BASH
Parse and Extract Data from Log Files using Regex
Utilize a bash script to parse log files, extracting specific data patterns like IP addresses, timestamps, or error codes using regular expressions with `grep` and `awk`.
#!/bin/bash
LOG_FILE="/var/log/nginx/access.log"
# Example regex to capture IP address and request path from Nginx access logs
# Matches: 192.168.1.1 - - [21/Jun/2023:10:00:00 +0000] "GET /index.html HTTP/1.1" 200 1234 "-" "Mozilla/5.0"

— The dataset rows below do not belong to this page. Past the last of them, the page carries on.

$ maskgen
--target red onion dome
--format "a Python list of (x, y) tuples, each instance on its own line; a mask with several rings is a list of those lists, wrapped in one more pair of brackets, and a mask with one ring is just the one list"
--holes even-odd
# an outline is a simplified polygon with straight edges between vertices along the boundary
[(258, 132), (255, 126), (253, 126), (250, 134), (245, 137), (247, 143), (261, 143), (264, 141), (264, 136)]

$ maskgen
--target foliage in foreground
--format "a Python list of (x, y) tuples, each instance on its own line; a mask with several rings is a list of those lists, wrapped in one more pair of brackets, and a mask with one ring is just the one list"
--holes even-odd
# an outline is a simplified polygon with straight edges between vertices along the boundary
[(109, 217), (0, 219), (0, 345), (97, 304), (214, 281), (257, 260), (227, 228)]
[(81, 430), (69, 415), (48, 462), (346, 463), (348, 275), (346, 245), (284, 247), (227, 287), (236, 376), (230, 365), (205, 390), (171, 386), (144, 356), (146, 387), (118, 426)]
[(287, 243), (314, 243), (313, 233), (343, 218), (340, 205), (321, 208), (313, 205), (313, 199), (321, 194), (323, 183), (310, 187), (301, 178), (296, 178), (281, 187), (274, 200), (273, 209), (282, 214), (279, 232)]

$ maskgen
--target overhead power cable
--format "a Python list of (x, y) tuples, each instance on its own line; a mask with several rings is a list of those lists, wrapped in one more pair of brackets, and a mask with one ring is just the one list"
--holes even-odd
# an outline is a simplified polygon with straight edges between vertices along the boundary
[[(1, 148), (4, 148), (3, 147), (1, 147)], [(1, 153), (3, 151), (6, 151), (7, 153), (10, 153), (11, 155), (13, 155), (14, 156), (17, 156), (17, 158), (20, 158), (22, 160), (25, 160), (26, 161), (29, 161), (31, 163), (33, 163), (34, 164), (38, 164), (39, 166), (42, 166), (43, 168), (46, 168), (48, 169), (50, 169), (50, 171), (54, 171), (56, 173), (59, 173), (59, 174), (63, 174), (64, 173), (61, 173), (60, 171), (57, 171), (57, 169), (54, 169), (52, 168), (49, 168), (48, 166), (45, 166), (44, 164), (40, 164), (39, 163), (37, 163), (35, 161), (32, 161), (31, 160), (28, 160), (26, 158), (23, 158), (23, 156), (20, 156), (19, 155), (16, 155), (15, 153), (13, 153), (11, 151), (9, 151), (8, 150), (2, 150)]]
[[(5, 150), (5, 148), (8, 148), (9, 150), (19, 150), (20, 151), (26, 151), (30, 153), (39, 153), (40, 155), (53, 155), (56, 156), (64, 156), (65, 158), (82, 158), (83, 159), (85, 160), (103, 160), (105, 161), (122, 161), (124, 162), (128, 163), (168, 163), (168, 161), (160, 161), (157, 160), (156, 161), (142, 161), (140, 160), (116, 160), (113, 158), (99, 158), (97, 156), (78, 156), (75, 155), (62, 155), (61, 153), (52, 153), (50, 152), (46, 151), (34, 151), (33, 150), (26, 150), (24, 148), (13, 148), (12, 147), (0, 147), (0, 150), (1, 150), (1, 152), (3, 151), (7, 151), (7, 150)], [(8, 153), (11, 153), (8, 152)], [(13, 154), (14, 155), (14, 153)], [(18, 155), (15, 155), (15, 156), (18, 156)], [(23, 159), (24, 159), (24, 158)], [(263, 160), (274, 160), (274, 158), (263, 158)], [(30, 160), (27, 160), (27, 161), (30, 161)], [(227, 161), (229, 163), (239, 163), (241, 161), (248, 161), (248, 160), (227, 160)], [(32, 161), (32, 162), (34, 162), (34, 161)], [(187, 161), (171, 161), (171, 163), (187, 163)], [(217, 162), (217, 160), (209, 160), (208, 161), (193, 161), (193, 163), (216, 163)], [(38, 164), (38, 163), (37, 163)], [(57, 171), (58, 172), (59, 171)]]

if [ ! -f "$LOG_FILE" ]; then
echo "Error: Log file '$LOG_FILE' not found." >&2
exit 1
fi
echo "Extracting IP addresses and requested paths from $LOG_FILE:"
awk '{
# Pattern for IP followed by GET request path
match($0, /^([0-9]{1,3}\.[0-9]{1,3}\.[0-9]{1,3}\.[0-9]{1,3}).*"GET ([^ ]*)/, arr);
if (arr[1] && arr[2]) {
print "IP: " arr[1] ", Path: " arr[2];
}
}' "$LOG_FILE"
How it works: This script demonstrates how to parse a log file to extract specific pieces of information using regular expressions with `awk`. It's configured to pull out IP addresses and requested paths from Nginx access logs, but the regex can be easily adapted to extract any pattern from various log formats, aiding in analysis and debugging.